Today it is 5 months to the day to when I will be 58. Its worse than having a 30 year old son.
We were well staffed today – weekends are either a nightmare or really ok. and again today it was really ok. I finished everything by lunchtime and I offered to finish early – they can mark me doing less hours I don't care – do got my afternoon back. I saw a real life covid + patient today, however she had no symptoms and she was 98 and very confused. She had a fall a week or so ago and been in hospital, and come back to the care home, and I was looking at her head wound. I had to snip some of her hair off to get the dressing off, but it was fine and she didn't cough at all. I wore all my stuff including eye goggles.

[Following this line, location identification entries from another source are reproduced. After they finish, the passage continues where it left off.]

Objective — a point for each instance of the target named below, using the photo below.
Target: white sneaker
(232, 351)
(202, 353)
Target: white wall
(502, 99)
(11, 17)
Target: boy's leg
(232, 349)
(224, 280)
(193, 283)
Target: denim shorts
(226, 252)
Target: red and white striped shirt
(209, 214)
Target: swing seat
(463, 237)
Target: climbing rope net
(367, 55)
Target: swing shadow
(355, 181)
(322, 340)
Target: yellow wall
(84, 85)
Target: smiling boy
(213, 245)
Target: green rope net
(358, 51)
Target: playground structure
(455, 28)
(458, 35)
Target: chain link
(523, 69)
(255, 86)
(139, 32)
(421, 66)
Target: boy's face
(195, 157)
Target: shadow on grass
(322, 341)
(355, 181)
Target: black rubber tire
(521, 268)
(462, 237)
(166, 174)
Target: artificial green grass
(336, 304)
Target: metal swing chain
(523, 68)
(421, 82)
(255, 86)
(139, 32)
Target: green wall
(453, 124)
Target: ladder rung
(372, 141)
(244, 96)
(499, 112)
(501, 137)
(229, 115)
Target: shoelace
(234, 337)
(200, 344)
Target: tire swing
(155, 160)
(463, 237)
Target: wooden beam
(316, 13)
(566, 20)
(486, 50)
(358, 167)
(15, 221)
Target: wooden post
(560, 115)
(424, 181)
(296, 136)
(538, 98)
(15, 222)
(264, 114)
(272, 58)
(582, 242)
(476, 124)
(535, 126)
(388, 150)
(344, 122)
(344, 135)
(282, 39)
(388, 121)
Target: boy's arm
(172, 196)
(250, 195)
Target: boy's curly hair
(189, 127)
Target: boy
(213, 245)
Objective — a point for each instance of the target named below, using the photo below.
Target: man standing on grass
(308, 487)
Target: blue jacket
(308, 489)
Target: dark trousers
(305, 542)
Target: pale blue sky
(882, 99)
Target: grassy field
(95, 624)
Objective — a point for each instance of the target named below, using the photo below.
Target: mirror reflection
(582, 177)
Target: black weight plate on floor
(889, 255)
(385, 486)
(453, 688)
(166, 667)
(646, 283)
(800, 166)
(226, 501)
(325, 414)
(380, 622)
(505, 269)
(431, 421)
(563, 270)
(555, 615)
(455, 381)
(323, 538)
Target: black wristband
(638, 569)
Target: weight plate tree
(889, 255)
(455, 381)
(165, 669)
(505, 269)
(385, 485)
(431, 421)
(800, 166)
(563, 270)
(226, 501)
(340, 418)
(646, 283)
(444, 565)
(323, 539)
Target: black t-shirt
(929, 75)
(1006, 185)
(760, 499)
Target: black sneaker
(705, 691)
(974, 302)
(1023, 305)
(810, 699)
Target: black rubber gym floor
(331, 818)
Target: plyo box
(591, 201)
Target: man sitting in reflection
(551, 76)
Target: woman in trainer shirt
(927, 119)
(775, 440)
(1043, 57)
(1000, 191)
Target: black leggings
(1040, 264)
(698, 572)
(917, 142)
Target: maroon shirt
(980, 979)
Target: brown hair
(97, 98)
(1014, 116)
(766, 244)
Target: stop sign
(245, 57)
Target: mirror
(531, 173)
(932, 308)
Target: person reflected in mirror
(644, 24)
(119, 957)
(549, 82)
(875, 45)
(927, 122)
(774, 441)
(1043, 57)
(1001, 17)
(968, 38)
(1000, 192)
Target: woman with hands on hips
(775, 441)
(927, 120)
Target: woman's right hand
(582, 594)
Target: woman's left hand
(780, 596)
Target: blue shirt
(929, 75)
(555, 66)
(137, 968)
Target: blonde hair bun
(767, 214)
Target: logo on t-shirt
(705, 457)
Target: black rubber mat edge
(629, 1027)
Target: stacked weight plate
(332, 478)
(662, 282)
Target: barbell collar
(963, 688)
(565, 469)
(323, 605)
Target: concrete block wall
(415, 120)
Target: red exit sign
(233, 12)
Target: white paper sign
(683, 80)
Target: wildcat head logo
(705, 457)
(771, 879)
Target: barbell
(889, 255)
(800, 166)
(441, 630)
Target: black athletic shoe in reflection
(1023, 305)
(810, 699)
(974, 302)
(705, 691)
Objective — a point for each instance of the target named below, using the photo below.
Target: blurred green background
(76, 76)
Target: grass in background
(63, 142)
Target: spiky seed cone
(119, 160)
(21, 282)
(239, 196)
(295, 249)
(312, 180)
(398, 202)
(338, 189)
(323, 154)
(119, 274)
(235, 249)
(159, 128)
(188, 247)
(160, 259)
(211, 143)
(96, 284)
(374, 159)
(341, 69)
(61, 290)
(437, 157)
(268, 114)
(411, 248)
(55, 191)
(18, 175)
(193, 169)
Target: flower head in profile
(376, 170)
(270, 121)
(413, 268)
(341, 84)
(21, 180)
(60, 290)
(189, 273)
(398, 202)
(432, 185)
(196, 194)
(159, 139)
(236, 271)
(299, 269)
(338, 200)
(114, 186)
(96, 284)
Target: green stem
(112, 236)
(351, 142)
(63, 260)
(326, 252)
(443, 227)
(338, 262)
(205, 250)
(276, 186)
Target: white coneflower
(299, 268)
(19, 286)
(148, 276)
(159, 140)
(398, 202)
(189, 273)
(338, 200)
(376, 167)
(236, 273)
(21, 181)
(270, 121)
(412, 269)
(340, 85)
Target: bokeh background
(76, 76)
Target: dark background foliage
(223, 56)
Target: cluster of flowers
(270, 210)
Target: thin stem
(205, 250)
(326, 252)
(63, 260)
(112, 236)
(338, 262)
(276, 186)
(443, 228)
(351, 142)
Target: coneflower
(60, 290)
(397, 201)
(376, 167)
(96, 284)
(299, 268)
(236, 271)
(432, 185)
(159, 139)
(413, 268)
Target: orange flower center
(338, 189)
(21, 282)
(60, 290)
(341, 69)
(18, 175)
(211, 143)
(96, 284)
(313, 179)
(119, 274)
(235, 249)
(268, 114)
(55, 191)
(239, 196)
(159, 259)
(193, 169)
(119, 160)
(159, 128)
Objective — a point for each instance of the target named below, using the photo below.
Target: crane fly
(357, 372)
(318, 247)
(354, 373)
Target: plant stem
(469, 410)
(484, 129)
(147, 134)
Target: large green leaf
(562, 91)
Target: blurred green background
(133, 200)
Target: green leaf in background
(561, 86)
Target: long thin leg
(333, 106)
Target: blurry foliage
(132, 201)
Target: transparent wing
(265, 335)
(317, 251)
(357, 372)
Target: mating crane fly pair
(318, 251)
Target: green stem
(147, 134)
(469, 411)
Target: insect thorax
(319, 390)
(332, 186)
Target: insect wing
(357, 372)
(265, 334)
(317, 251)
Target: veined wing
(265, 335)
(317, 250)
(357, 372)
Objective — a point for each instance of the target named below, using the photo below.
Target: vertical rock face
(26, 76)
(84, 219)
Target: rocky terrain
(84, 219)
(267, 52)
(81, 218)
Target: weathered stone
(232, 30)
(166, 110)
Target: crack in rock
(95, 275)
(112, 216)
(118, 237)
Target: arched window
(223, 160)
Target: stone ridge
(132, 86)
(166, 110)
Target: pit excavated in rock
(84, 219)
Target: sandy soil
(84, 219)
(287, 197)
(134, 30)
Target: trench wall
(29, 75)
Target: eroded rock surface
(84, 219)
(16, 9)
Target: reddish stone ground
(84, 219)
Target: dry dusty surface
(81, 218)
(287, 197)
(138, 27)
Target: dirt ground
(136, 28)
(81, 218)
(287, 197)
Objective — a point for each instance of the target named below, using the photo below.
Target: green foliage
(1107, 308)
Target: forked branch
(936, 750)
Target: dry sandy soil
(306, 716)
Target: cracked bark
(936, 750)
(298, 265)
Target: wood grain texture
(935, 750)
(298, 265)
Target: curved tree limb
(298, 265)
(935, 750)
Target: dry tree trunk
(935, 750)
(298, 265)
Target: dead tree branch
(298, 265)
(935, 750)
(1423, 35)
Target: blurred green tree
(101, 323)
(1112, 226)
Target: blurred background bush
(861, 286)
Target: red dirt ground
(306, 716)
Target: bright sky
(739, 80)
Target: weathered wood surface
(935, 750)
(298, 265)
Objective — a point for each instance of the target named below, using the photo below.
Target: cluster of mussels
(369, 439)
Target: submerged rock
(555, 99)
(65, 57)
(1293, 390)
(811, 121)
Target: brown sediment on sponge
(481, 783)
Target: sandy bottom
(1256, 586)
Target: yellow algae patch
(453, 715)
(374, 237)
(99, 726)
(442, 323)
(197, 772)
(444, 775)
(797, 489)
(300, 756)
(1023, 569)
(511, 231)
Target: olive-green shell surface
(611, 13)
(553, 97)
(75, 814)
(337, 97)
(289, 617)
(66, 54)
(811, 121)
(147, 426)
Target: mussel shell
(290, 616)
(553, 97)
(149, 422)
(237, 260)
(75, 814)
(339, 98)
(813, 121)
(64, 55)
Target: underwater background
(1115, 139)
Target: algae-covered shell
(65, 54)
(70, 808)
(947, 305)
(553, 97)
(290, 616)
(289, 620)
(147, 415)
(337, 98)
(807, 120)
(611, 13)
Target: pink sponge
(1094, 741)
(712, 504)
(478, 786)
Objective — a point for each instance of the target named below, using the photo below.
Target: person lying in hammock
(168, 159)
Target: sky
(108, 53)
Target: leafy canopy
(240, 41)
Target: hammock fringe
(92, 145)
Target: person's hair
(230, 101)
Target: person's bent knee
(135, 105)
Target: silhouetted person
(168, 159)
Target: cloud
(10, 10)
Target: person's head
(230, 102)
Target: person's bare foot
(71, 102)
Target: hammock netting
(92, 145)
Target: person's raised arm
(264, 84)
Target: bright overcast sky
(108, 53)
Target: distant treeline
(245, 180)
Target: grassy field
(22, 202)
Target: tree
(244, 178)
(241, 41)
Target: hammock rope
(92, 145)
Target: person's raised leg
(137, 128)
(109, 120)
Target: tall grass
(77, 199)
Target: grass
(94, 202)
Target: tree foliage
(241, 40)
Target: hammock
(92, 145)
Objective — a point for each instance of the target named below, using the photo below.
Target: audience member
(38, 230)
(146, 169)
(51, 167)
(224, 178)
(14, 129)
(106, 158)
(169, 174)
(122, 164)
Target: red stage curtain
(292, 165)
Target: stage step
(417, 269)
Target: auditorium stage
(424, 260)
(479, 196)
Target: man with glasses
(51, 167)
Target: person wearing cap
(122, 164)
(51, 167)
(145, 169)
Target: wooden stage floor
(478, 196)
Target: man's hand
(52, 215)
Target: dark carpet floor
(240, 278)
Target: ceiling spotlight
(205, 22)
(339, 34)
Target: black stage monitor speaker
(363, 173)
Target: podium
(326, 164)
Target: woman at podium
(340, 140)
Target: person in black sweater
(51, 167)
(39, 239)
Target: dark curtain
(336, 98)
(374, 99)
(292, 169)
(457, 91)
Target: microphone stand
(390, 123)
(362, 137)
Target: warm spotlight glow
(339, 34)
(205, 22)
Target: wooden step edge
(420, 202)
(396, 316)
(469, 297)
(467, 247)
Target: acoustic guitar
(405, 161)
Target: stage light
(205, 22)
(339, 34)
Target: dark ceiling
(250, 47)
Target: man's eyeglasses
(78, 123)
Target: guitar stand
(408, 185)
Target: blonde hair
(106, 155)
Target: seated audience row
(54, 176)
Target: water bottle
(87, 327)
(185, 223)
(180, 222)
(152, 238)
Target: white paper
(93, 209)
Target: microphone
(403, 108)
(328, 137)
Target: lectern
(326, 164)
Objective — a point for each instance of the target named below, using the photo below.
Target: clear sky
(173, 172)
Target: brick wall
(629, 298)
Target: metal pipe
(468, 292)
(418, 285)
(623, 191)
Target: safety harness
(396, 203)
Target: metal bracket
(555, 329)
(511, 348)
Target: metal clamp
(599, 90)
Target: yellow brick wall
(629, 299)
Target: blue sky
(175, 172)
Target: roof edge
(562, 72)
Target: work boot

Downside was came home with thick head whch really hasn't cleared despite coffe, tea ad lie down. I had to get card for Matthew – been very disorganised mum and left it late to get it posted, but I've put it in post at sorting office so hoping Royal Mail will come up trumps and deliver Tuesday for him.
Natalie has cleaned upstairs in honour of Christian moving in with us today and even changed all the bath mats and washed me – its a miracle :–)
She's gone to pick him up and I've just heard them arrive back downstairs. Its going to be interesting to see how this pans out. Well, I hope.
I'm going to bed soon with some meds, I need to sleep.